ABSTRACT:

Background

Osteoporosis, characterized by excessive osteoclast activity, remains a major health challenge. This study investigated the therapeutic potential of exosomes derived from glucagon-like peptide-2 (GLP-2)-overexpressing macrophages in osteoporosis, with specific focus on miR-378a-3p-mediated regulation of osteoclastogenesis and inflammatory signaling pathways.

Methods

GLP-2 was overexpressed in mouse RAW264.7 cells. Exosomes were extracted and characterized. In vitro, effects on osteoclast differentiation were assessed using Cell Counting Kit-8, tartrate-resistant acid phosphatase staining, and quantitative real-time polymerase chain reaction. Differentially expressed miRNAs were screened via bioinformatics analysis. In vivo, an osteoporosis rat model was induced by bilateral ovariectomy. Histopathological evaluation of femoral tissue was performed via Hematoxylin-Eosin and tartrate resistant acid phosphatase staining. Bone microarchitecture, inflammatory cytokines, and signaling pathways were evaluated using micro-CT, enzyme-linked immunosorbent assay, and western blotting. Moreover, miR-378a-3p antagonist was applied to investigate the role of miR-378a-3p in osteoporosis.

Results

GLP-2-carrying exosomes inhibited osteoclast differentiation in vitro and improved bone microarchitecture in vivo. Bioinformatics analysis identified miR-378a-3p as a hub miRNA and miR-378a-3p was downregulated in osteoporosis. In vivo, GLP-2-carrying exosomes promoted miR-378a-3p level and inhibited osteoclast differentiation. MiR-378a-3p mimics inhibited the NF-κB/MAPK signaling, and the direct binding specificity between miR-378a-3p and TRAF6 was validated via dual-luciferase reporter assay.
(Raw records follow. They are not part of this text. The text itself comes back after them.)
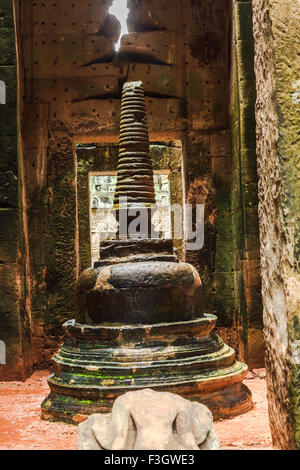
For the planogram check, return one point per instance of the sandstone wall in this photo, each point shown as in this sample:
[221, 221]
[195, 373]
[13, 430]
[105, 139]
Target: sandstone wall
[71, 82]
[277, 34]
[244, 201]
[14, 313]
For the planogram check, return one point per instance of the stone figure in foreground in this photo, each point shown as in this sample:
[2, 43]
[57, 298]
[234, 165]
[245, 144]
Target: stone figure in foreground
[149, 420]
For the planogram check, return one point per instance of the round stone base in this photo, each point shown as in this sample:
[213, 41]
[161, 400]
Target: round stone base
[96, 364]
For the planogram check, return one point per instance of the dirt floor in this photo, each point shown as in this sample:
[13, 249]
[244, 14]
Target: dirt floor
[22, 428]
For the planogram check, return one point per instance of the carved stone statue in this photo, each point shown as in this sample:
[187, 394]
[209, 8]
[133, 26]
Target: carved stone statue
[149, 420]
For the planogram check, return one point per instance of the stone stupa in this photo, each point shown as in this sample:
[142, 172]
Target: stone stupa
[140, 321]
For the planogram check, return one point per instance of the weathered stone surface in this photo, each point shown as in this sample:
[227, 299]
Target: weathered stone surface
[63, 18]
[56, 41]
[146, 16]
[15, 328]
[246, 256]
[159, 80]
[277, 115]
[161, 47]
[147, 420]
[113, 359]
[63, 52]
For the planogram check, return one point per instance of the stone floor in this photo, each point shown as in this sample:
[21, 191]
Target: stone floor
[22, 428]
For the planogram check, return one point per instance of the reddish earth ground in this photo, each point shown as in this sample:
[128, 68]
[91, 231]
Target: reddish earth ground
[22, 428]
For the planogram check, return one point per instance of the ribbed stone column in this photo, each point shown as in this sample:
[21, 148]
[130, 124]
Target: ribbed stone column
[135, 174]
[135, 185]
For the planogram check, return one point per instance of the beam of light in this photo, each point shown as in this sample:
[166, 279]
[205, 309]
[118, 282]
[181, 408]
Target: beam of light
[120, 11]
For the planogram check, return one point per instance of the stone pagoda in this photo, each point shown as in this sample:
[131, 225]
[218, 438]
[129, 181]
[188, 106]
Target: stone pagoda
[140, 321]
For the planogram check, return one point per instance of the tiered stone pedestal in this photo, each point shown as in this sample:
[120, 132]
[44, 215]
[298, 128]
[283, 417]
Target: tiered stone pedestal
[96, 364]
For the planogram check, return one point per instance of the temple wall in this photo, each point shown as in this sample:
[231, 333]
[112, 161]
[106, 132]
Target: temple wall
[71, 84]
[276, 33]
[244, 201]
[15, 321]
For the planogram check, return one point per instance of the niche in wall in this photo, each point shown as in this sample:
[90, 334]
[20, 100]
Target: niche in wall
[96, 174]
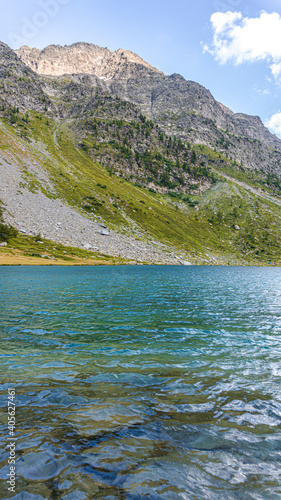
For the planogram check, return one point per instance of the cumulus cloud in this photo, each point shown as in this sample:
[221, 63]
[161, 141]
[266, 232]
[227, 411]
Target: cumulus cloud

Mechanistically, GLP-2-carrying exosomes enhanced bone parameters, suppressed inflammation and NF-κB/MAPK signaling pathway, which were reversed by miR-378a-3p antagonist.

Conclusion

GLP-2-carrying exosomes showed promise in treating osteoporosis by inhibiting osteoclast differentiation and modulating NF-κB/MAPK pathways via miR-378a-3p regulation. This novel axis presents a promising dual-targeted strategy for osteoporosis treatment, with engineered exosomes offering significant translational potential for bone regenerative therapy.